Im „gelebten Islam“ will Iyi zeigen, „wie mir die Religion Kraft gibt, anderen zu helfen“. Selbst ihr Fahrgeld würden sie nach Iyis Worten dazu einsetzen, Gebetsteppiche, Bücher oder die traditionellen islamischen Kopfbedeckungen für Inhaftierte zu besorgen.

Da beklagt er mangelnde Möglichkeiten, Gefangenen nach ihrer Freilassung aufzufangen. Im Gegensatz zu kirchlichen Einrichtungen hätten die Ehrenamtlichen bei ihnen nur geringe Hilfsmittel, um den Entlassenen mit Arbeit oder Wohnmöglichkeiten zu helfen. Das ist für ihn wichtiger „als Moscheen zu bauen“. 

Auch Meyer denkt darüber nach, was geschieht, wenn sie dann das Gefängnis verlassen können: Wer oder was fängt sie auf? Er gibt da durchaus seine Telefonnummer weiter, er hat auch zum Beispiel schon Hochzeiten für Entlassene gestaltet – doch hat natürlich keine Ressourcen, ihr ganzes Leben aufzufangen.
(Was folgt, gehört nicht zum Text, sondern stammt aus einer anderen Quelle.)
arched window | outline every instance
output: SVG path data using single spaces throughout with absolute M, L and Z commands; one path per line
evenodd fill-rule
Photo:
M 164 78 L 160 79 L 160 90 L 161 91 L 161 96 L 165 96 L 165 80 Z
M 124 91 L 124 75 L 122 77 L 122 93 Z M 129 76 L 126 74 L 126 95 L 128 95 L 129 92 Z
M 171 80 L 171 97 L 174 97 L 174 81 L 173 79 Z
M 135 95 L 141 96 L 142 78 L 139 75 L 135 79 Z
Die muslimischen Seelsorger könnten im persönlichen Gespräch die Ursache einer extremistischen Gesinnung, „ein Herz voll Hass“, ansprechen und auf mehr Ausgeglichenheit hinwirken. Sie könnten sich mit den ideologischen Botschaften von Salafisten und des „Islamischen Staats“ (IS) auseinandersetzen. Zumindest habe seine Strahlkraft sehr abgenommen. 

Auch Rückkehrer aus dem Bürgerkrieg seien jetzt nach zwei bis drei Jahren wieder entlassen. Husamuddin Meyer ist es wichtig für alle, einen Glauben zu vermitteln, der „bewahrt und zum Leben führt“.